The following exercise show that convergence of the \( k \)th means does not imply convergence in \( k \)th mean.

Suppose that \( U \) has the Bernoulli distribution with parmaeter \( \frac{1}{2} \), so that \( \P(U = 1) = \P(U = 0) = \frac{1}{2} \). Let \( X_n = U \) for \( n \in \N_+ \) and let \( X = 1 - U \). Let \( k \in [1, \infty) \). Then

  1. \( \E(X_n^k) = \E(X^k) = \frac{1}{2} \) for \( n \in \N_+ \), so \( \E(X_n^k) \to \E(X^k) \) as \( n \to \infty \)

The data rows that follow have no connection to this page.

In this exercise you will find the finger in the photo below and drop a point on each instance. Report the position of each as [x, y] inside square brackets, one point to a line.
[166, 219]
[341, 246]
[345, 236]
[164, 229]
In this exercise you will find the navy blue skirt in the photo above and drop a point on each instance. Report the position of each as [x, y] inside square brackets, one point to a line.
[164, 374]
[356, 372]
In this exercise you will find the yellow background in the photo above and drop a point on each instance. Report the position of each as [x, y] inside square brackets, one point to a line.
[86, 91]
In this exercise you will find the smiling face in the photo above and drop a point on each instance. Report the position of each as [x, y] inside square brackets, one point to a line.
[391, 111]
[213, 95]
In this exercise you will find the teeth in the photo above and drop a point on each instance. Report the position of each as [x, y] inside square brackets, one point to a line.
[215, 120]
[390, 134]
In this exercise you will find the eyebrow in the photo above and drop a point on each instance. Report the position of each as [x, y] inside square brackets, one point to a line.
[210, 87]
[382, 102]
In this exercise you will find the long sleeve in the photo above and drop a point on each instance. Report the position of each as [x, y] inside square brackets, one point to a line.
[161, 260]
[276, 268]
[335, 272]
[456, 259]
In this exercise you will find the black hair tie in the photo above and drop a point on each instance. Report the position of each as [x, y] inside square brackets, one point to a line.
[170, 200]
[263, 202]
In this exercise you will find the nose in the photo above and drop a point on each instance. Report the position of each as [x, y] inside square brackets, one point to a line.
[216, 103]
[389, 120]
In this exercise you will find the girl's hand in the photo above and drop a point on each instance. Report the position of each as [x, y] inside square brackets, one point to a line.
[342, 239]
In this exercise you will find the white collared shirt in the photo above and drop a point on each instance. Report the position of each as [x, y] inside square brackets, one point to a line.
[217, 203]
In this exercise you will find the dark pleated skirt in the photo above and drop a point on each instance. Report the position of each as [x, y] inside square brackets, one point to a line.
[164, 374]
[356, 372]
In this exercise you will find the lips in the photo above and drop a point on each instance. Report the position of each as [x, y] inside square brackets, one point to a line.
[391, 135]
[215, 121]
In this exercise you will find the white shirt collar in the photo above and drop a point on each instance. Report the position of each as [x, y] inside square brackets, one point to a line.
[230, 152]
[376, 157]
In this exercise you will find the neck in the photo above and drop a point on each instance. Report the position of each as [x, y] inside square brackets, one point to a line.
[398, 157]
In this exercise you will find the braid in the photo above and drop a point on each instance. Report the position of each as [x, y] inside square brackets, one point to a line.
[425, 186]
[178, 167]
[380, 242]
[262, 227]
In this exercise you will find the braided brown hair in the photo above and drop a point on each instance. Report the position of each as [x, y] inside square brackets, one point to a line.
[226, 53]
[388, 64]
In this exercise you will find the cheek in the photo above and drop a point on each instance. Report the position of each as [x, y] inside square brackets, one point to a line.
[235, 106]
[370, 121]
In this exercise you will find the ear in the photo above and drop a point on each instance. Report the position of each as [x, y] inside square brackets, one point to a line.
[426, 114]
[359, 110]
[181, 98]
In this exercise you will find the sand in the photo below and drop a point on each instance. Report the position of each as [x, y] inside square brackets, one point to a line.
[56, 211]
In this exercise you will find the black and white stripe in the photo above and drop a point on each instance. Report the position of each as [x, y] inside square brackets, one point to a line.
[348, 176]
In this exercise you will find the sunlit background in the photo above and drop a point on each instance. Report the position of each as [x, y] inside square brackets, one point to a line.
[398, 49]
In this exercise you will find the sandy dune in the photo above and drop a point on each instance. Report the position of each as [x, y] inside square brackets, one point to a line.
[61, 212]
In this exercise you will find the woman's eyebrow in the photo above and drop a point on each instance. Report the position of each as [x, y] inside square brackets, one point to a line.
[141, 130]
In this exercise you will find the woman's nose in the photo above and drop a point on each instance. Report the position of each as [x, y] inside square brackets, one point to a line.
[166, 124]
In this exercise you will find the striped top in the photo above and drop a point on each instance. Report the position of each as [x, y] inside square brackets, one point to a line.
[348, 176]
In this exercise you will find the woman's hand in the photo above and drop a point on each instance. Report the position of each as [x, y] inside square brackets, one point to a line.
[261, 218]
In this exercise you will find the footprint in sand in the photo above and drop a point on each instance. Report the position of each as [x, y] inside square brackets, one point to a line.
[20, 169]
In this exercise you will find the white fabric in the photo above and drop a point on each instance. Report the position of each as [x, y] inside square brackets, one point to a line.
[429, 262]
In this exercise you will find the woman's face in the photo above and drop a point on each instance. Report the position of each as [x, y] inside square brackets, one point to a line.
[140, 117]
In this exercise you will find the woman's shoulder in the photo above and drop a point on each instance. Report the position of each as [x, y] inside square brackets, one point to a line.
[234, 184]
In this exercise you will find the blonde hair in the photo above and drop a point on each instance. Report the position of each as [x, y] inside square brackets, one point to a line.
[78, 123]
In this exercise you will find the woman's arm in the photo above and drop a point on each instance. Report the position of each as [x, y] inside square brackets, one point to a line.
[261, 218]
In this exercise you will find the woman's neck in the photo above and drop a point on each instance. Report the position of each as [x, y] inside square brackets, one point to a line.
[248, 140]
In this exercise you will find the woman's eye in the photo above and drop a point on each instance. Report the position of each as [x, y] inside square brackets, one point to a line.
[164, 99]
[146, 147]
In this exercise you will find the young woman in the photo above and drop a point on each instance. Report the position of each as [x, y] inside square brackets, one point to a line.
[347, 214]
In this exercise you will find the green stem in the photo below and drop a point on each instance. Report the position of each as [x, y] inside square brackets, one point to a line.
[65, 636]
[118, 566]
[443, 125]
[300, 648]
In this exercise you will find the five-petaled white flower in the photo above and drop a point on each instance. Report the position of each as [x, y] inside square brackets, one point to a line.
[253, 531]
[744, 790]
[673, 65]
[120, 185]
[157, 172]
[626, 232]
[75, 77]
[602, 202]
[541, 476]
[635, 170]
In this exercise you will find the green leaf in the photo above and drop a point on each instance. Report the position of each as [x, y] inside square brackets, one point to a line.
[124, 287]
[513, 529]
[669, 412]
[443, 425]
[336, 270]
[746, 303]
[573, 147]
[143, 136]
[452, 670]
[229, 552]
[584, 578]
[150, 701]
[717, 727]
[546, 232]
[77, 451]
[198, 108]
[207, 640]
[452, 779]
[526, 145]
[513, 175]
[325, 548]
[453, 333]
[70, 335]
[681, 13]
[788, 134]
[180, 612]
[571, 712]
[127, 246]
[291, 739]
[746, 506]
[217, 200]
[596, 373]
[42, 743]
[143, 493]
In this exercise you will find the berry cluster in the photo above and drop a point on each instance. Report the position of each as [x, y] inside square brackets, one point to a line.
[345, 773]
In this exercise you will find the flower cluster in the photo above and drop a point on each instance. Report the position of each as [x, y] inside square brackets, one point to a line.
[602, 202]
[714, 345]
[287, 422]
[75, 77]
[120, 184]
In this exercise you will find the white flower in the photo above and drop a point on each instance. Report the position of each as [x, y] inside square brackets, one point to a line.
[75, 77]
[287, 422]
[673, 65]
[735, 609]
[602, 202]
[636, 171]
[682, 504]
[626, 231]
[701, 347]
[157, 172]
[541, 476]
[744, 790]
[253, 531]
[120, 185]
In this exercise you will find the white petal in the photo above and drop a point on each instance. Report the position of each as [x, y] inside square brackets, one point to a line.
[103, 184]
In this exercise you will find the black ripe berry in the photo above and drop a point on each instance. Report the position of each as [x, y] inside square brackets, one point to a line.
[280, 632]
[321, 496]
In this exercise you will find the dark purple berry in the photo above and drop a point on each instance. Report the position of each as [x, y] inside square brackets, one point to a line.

  2. \( \E(|X_n - X|^k) = 1 \) for \( n \in \N \) so \( X_n \) does not converge to \( X \) as \( n \to \infty \) in \( \mathscr L_k \).
Details:
  1. Note that \( X_n^k = U^k = U \) for \( n \in \N_+ \), since \( U \) just takes values 0 and 1. Also, \( U \) and \( 1 - U \) have the same distribution so \( \E(U) = \E(1 - U) = \frac{1}{2} \).
  2. Note that \( X_n - X = U - (1 - U) = 2 U - 1 \) for \( n \in \N_+ \). Again, \( U \) just takes values 0 and 1, so \( |2 U - 1| = 1 \).